Background Evidence is conflicting about a causal role of inflammation in psychosis and, specifically, regarding antibodies binding to neuronal membrane targets, especially N-methyl-D-aspartate receptors. NMDAR, LGI1 and GABA-A antibodies were found more prevalent in people with psychosis than in healthy controls. We aim to test whether these antibodies are pathogenic and may cause isolated psychosis. The SINAPPS2 phase IIa double-blinded randomised controlled trial will test the efficacy and safety of immunoglobulin and rituximab treatment versus placebo for patients with acute psychosis symptoms as added to psychiatric standard of care. Methods We will screen approximately 2500 adult patients with acute psychosis to identify 160 with antibody-positive psychosis without co-existing neurological disease and recruit about 80 eligible participants to the trial in the period from September 2017 to September 2021 across the UK. Eligible patients will be randomised 1:1 either to intravenous immunoglobulin (IVIG) followed by rituximab or to placebo infusions of 1% albumin followed by 0.9% sodium chloride, respectively. To detect a time-to-symptomatic-recovery hazard ratio of 0.322 with a power of 80%, 56 participants are needed to complete the trial, allowing for up to 12 participants to drop out of each group.

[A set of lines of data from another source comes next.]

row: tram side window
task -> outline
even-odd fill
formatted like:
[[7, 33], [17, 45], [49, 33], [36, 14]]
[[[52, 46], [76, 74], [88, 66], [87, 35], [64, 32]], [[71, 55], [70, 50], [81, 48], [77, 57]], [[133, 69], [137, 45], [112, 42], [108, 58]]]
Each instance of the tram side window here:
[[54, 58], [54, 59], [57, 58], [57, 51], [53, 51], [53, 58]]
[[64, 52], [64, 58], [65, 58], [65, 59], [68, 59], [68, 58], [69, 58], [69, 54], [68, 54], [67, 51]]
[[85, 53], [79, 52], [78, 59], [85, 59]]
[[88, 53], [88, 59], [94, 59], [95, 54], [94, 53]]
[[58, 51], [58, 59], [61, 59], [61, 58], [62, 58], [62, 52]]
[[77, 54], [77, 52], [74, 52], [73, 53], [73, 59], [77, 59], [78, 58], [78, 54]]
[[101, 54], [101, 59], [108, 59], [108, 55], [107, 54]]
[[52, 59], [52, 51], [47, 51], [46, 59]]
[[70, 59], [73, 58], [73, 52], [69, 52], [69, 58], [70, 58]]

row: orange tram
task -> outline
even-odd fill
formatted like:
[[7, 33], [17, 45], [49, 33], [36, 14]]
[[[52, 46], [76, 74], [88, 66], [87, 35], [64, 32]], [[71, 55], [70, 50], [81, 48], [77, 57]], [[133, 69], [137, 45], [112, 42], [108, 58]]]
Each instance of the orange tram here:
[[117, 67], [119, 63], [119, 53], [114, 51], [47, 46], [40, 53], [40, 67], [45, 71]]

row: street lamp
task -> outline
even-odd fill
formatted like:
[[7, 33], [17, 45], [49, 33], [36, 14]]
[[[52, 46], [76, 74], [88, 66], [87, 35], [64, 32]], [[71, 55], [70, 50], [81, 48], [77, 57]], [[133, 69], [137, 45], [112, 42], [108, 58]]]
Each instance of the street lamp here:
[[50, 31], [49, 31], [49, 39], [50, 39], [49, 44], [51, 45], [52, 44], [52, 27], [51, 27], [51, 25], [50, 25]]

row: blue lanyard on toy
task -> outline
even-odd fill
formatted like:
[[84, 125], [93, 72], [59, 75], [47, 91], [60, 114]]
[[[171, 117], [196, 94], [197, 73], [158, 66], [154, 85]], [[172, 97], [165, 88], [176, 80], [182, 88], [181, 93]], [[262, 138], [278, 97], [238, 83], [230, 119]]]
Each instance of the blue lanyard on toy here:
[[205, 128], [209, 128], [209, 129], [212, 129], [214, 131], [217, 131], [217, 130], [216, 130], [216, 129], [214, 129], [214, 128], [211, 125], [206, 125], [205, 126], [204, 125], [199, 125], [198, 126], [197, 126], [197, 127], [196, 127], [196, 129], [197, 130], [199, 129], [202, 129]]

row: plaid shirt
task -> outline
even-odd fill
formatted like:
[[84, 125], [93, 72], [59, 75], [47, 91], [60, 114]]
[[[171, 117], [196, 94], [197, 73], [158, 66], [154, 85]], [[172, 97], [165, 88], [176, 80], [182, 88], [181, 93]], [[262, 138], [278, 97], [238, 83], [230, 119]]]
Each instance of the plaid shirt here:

Eligible patients will be randomised and assessed at baseline within 4 weeks of their eligibility confirmation. The treatment will start with IVIG or 1% albumin placebo infusions over 2–4 consecutive days no later than 7 days from baseline. It will continue 4–5 weeks later with a rituximab or sodium chloride placebo infusion and will end 2–3 weeks after this with another rituximab or placebo infusion. The primary outcome is the time to symptomatic recovery defined as symptomatic remission sustained for at least 6 months on the following Positive and Negative Syndrome Scale items: P1, P2, P3, N1, N4, N6, G5 and G9. Participants will be followed for 12 months from the first day of treatment or, where sustained remission begins after the first 6 months, for an additional minimum of 6 months to assess later response. Discussion The SINAPPS2 trial aims to test whether immunotherapy is efficacious and safe in psychosis associated with anti-neuronal membrane antibodies. Trial registration ISRCTN, 11177045. Registered on 2 May 2017. EudraCT, 2016-000118-31. Registered on 22 November 2016. ClinicalTrials.gov, NCT03194815. Registered on 21 June 2017.